A implantação ocorre de forma gradual nas rodovias concedidas do país, substituindo aos poucos as praças físicas. Neste primeiro momento, o valor total do pedágio permanece o mesmo previsto nos contratos de concessão. A fase inicial serve para adaptação de usuários, concessionárias e órgãos de fiscalização ao novo modelo, que no futuro deverá permitir cobrança proporcional à distância percorrida, tornando o sistema mais justo.
Rodovias federais em diferentes estados já começaram a adotar o modelo, como trechos da BR-101 entre Rio de Janeiro e São Paulo, BR-381 e BR-262 em Minas Gerais, BR-116 na Rodovia Presidente Dutra, BR-364 em Rondônia e rodovias do Paraná, onde os pórticos eletrônicos já registram automaticamente a passagem dos veículos.
No Rio Grande do Sul, o sistema também deve ganhar força nos próximos anos. O planejamento estadual prevê que o número de pontos de cobrança automática passe de 6 para 53 até 2028, ampliando significativamente o uso da tecnologia nas estradas gaúchas.

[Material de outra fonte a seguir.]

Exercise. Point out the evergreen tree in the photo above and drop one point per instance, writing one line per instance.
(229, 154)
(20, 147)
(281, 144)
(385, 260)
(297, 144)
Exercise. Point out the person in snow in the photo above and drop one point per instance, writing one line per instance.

Entre as rodovias que devem receber pórticos estão as RS-128, RS-129, RS-130, RS-135, RS-324 e RS-453, com previsão de expansão posterior para outras nove rodovias do estado.
Apesar das vantagens em fluidez e segurança viária, o sistema exige atenção dos motoristas. Quem passar pelos pórticos sem efetuar o pagamento em até 30 dias pode receber multa de R$ 195,23 e cinco pontos na Carteira Nacional de Habilitação, conforme prevê o Código de Trânsito Brasileiro.
A recomendação é que os motoristas utilizem TAG eletrônica, que realiza a cobrança automaticamente. Também é possível quitar a tarifa posteriormente por meio do site da concessionária responsável, geralmente com opções de pagamento via Pix, cadastro para avisos de cobrança e totens de autoatendimento instalados ao longo das rodovias.
Com a expansão do Free Flow, o Brasil caminha para um modelo de pedágio mais tecnológico e eficiente. A expectativa é que, ao longo da próxima década, a cobrança proporcional por quilômetro percorrido se torne realidade, marcando uma nova etapa na gestão das rodovias e na mobilidade dos usuários.